Other examples of autoinflammatory diseases manifesting in the neonatal period demonstrate established disease-related damage that suggest the process begins during intrauterine life. For example, in a large UK cohort of cryopyrin-associated periodic syndrome (CAPS), 95% (38 patients) had neurological manifestation, of which 45% (17 patients) had neurological features noticed within the neonatal period, [19] therefore it is not inconceivable that the brain insult may have occurred in utero.
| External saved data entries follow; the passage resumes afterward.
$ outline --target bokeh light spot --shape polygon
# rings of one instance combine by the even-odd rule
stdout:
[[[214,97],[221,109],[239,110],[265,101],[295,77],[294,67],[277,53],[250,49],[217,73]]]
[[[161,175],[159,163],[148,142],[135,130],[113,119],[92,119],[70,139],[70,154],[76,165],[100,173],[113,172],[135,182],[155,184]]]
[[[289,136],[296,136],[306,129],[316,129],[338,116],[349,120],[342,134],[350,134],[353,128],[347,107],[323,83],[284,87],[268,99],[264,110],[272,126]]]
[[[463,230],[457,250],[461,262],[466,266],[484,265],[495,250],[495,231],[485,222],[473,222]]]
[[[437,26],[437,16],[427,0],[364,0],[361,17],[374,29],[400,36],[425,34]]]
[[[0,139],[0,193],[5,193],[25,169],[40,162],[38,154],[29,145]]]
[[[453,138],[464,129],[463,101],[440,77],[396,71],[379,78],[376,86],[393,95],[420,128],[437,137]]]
Peciuliene et al. 2016 presented the prenatal onset of mevalonate kinase deficiency with fetal hydrops, hepatosplenomegaly and anaemia [20]. Furthermore, Liang et al. (2017) reported prenatal onset of a novel mosaic heterozygous NLRC4 variant in a neonate with congenital anaemia, ascites, and a heavy oedematous placenta with fetal thrombotic vasculopathy, who subsequently developed features of hemophagocytic lymphohistiocytosis (HLH) and died at two months of age [21].
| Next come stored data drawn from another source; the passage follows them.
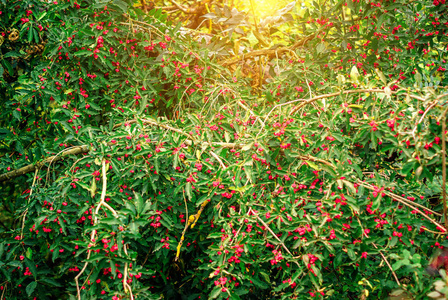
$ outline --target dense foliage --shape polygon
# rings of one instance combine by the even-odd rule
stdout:
[[[426,297],[447,3],[172,3],[0,1],[2,299]]]

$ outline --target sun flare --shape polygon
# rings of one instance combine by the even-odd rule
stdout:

Interestingly, despite novel insights into the causative mutations of the PAMI syndrome phenotype, no consistently effective approach to treatment has been identified. Use of IL-1 inhibitors has arguably demonstrated the best responses but there may also be a role for corticosteroids, cyclosporine or colchicine in symptomatic treatment of this condition [6]. However, few cases are yet to report a resolution of neutropenia in response to treatment.


Our case provides a unique example of what would have been a mild clinical phenotype if it was not for the possibility that perinatal neurovascular events could be an early feature of PAMI syndrome. In addition, it gives insight into the pre-symptomatic phase of the condition with ongoing elevated inflammatory markers, serum MRP 8/14, serum amyloid and zinc levels as well as ongoing neutropenia. We have highlighted the importance of considering PAMI syndrome in the differential for early onset pancytopenia and we have explored the possibility that perinatal neurovascular events could be an early feature of PAMI syndrome. However, this will require further research in the future in order to make any substantial conclusions. Our case also demonstrates the value of a clinical exome sequencing in investigating early onset phenotypically undifferentiated inflammatory diseases, including during infancy.